Reid pushed for Madigan to succeed Obama
WASHINGTON - Senate Majority Leader Harry Reid reportedly urged Illinois Gov. Rod Blagojevich to consider appointing Illinois Attorney General Lisa Madigan to the U.S. Senate seat vacated by President-elect Barack Obama.
Just days before the Democratic governor was charged with trying to sell Obama's former Senate seat, Reid, D-Nev., reportedly called to say he did not want Reps. Jesse Jackson Jr. or Danny Davis or Illinois Senate President Emil Jones to be appointed.
Rather, he wanted Madigan or state Veterans Affairs chief Tammy Duckworth to get the post.
The Chicago Sun-Times reported late last week that Lucio Guerrero, a spokesman for the governor, confirmed that Reid and Sen. Robert Menendez, D-N.J., the new chairman of the Democratic Senatorial Campaign Committee, each called Blagojevich's campaign office separately on Dec. 3.
Blagojevich on Tuesday appointed former Illinois Attorney General Roland Burris to Obama's Senate seat, sparking controversy.
Reid spokesman Jim Manley told the newspaper that Reid called Blagojevich as well as other governors who had Senate vacancies in their respective states.
"Of course Sen. Reid spoke to the governor of Illinois -- just as he spoke to the governors of New York and Colorado when senators from those states accepted jobs in the new administration," Manley was quoted as saying. "It is part of his job as majority leader to share his thoughts about candidates who have the qualities needed to succeed in the Senate."
Madigan, the daughter of the Illinois House speaker, is widely considered a rising star in Democratic circles. Since being narrowly elected in 2002 as the first woman attorney general in Illinois and being re-elected in 2006 with more than 74 percent of the vote, the former state senator has begun to emerge as a national figure.

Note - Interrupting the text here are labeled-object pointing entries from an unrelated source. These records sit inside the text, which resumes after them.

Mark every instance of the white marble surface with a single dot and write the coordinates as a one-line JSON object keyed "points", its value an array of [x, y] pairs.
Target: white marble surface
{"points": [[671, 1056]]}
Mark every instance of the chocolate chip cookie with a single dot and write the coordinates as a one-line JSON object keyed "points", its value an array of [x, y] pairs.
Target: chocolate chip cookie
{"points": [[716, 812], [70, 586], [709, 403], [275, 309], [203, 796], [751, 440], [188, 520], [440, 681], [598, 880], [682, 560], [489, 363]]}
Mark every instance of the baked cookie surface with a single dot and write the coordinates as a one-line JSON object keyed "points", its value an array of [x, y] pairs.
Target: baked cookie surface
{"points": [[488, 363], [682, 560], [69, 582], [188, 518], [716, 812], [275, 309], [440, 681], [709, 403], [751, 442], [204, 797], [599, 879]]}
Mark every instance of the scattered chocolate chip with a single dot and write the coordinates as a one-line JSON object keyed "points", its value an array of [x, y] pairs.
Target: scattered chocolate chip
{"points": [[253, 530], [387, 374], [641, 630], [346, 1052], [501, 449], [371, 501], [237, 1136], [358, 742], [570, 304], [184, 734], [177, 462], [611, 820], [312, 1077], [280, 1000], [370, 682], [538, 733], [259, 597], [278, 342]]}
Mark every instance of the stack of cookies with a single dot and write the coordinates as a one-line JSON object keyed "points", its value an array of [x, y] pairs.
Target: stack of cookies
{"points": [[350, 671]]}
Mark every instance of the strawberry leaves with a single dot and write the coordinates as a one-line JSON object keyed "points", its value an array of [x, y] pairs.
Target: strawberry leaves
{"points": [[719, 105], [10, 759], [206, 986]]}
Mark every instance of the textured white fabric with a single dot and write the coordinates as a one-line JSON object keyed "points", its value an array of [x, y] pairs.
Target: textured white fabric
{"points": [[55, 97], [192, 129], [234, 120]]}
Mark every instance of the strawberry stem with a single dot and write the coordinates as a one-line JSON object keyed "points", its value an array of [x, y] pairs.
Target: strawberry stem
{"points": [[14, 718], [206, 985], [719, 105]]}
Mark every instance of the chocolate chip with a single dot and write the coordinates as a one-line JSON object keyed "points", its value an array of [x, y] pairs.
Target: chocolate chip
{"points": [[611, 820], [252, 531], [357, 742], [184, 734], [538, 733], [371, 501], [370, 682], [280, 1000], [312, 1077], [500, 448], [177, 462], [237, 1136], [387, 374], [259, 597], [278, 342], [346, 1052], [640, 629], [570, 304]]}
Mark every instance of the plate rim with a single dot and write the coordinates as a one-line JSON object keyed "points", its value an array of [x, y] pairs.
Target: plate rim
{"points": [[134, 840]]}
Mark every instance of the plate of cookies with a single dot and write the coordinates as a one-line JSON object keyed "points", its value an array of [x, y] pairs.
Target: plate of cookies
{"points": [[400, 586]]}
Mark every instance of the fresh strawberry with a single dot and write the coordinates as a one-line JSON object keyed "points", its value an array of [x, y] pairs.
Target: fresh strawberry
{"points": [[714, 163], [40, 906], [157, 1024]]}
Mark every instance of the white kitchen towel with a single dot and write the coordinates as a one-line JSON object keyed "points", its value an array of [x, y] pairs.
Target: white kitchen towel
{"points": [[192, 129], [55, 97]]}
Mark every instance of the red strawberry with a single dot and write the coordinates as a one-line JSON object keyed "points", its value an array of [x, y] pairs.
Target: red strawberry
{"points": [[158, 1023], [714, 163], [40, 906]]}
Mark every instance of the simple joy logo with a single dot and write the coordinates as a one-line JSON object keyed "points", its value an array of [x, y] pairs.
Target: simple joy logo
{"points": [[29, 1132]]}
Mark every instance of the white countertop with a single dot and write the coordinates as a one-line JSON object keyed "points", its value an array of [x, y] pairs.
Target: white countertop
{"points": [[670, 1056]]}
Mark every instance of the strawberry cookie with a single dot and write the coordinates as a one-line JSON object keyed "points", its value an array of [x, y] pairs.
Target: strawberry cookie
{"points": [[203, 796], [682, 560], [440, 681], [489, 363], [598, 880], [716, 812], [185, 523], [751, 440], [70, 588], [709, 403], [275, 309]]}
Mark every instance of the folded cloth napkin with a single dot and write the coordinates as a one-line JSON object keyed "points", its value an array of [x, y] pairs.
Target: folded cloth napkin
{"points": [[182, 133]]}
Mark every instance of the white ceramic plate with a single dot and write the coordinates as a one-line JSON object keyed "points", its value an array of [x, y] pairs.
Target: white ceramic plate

In May, she was considered by The New York Times to be among the 17 most likely women to become the first female president of the United States if then-Democratic presidential hopeful Hillary Clinton didn't win her party's nomination and the general election.
"Lisa Madigan is a rising star in Illinois politics," Mike Lawrence, director of the Paul Simon Public Policy Institute at Southern Illinois University in Carbondale, told Legal Newsline in an earlier interview. "There are a lot of people who would like to see her go for governor in 2010."